The following procedure outlines how to enumerate the sessions and determine if they are active or not:
1.) Enumerate the sessions using the following:
Bus: org.freedesktop.ConsoleKit
Path: /org/freedesktop/ConsoleKit/Manager
Method: org.freedesktop.ConsoleKit.Manager.GetSessions
What is returned is an array of object paths that export the Session interface. These, in turn, can be queried using DBus to get their appropriate properties. For example, I used dbus-send to communicate with ConsoleKit to enumerate the sessions in my system:
dbus-send --system --print-reply --dest=org.freedesktop.ConsoleKit /org/freedesktop/ConsoleKit/Manager org.freedesktop.ConsoleKit.Manager.GetSessions
And what I received in return was the following:
method return sender=:1.15 -> dest=:1.205 reply_serial=2
array [
object path "/org/freedesktop/ConsoleKit/Session2"
]
2.) Using the returned object path(s), I can query them for their attributes, such as if they are active or not using the following:
Bus: org.freedesktop.ConsoleKit
Path: /org/freedesktop/ConsoleKit/Session2
Method: org.freedesktop.ConsoleKit.Session.IsActive
Depending on the method, I can query what I need from the session(s)! Using the ConsoleKit interface I can also retrieve the identifier for the current session, so I can always query it to see if it's active when I need to. Just for fun, here's the output of the following command:
dbus-send --system --print-reply --dest=org.freedesktop.ConsoleKit /org/freedesktop/ConsoleKit/Session2 org.freedesktop.ConsoleKit.Session.IsActive
method return sender=:1.15 -> dest=:1.206 reply_serial=2
boolean true
Neat.
You have to do it by polling to be sure of working on all machines (you obviously don't have to have DBus running to do user switching!).

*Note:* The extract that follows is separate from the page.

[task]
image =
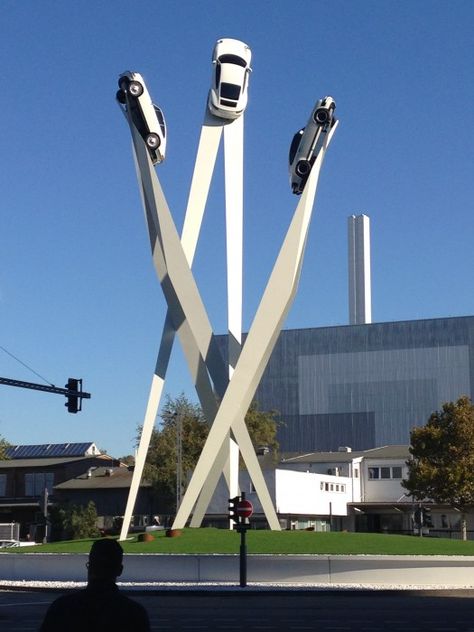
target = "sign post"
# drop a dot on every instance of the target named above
(240, 511)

Solaris, HP-UX, and others, do not do user switching on the console.
Platforms to support: linux, FreeBSD, AIX. Linux/BSD use virtual terminals; AIX uses /dev/lft0 if you're interested.
Suppose you want to reliably and securely run a application on the console, and restart it on the new active X server when the console switches to another VT. The problems are that you may or may not have a desktop environment running (some of us use twm!). The session may not have been started via a login manager (you could do Ctrl-Alt-F2 on linux, login, and run startx quite happily). The system might not even have xdm/gdm/similar installed.
The dumb solution is the only reliable one: every few seconds, query what the active virtual terminal is (VT_GETSTATE on linux, VT_GETACTIVE on BSD). If it's changed, you know a switch has happened. If you switched to a non-graphical session (eg with Ctrl-Alt-F1) there won't be an X server active.
Otherwise, you have to hunt hard to find which display number is active. For example, you might see two X servers in ps, with display numbers :1 and :2. Which of those is on VT7 though? The final piece of the puzzle, mapping VT numbers to display numbers, is the hardest. This question is answered in this duplicate question, "Which virtual terminal is a given X process running on?".